II.4.2 Des Fantômes dans la Voix

Nous avons montré jusqu’ici que tout langage est action et que, par conséquent, les mêmes principes physiologiques et dynamiques qui valent pour l’action valent aussi pour lui. Nous voudrions ici pousser ce raisonnement encore plus loin en nous appuyant sur les récentes avancées sur la motricité en neurosciences. Au cours des vingt dernières années, ce secteur de la recherche a connu un bouleversement épistémologique. En effet, presque imperceptiblement, l’étude du mouvement, qui relevait de la mécanique et de la cinématique, est devenue du ressort de la représentation et du mental. C’est qu’il n’est pas besoin de grand-chose pour passer du mouvement à la représentation.
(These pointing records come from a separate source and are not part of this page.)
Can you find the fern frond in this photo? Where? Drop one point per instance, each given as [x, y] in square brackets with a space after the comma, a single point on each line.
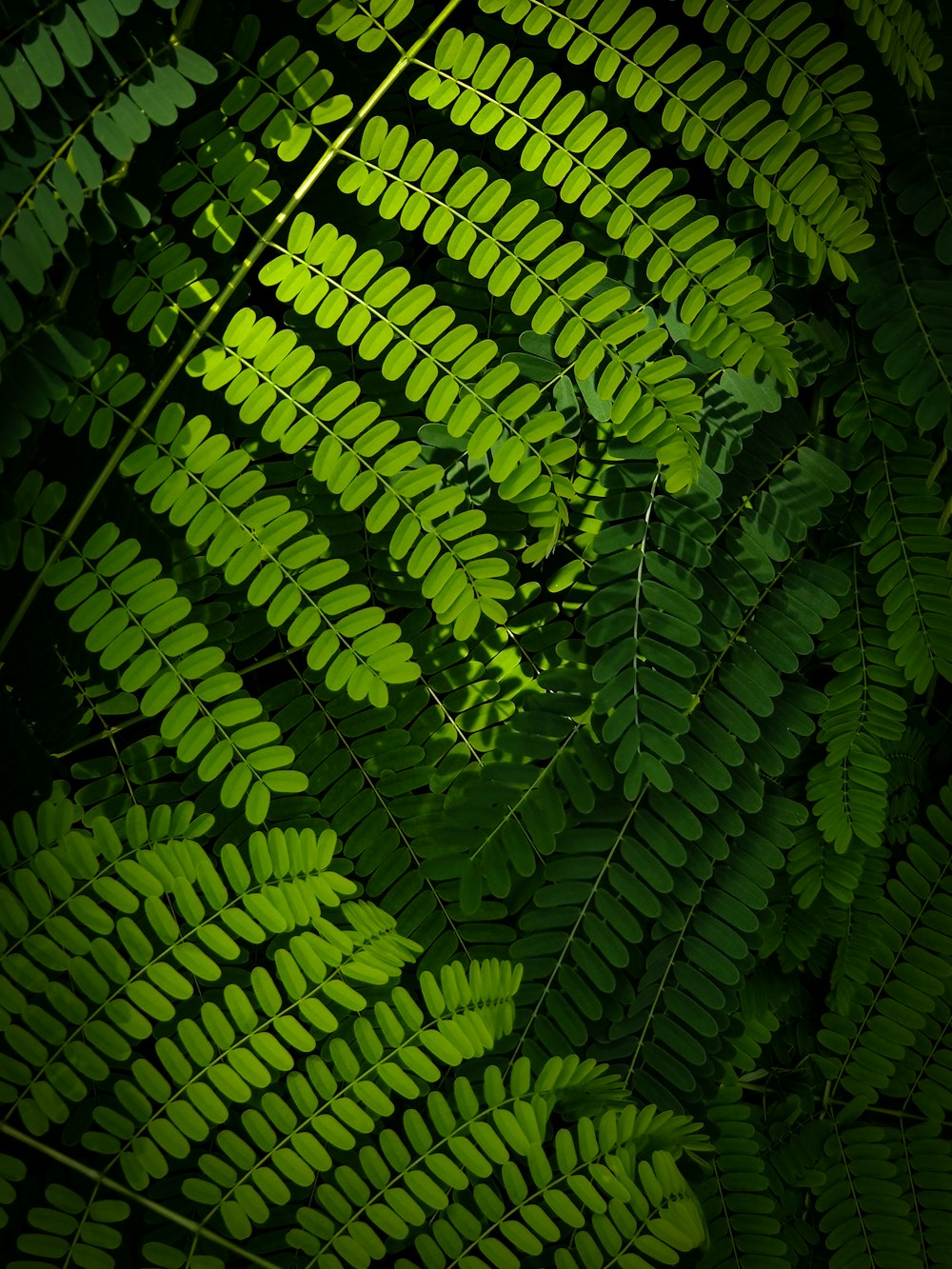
[723, 305]
[803, 71]
[135, 621]
[800, 197]
[899, 31]
[906, 555]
En fait, il ne suffit, on le verra, que d’une entrave ou d’un empêchement et, comme le dit Jeannerod, le mouvement qui ne peut se faire produit alors une imagerie centrale. Il faut bien sûr également le renversement épistémologique qu’implique l’idée que la clé du mental n’est pas le passage de la représentation au mouvement, mais celui du mouvement à la représentation686.

Notes
686.

Voir entre autres ROSSETTI Y. (1999). In search of immaculate perception: evidence from motor representation of space. Dans Towards a science of consciousness, dir.S. Hameroff, A. Kaszniak et D. Chalmers, Cambridge, mit Press, 141-148; GALLESE V. (2000). The inner sense of action: agency and motor representations. Journal of Consciousness Studies, 7, 23-40; ROSSETTI Y. & PISELLA L. (2000). L’ego Légo: déconstruire ou reconstruire le cerveau-esprit?,art.cité; ROSSETTI Y. & PISELLA L. (2003). Mediate responses as direct evidence for intention: neuropsychology of not to-, not now- and not there-tasks. Dans Cognitive Neuroscience Perspectives on the Problem of Intentional Action, dir. S. Johnson, Cambridge, mit Press, 67-105.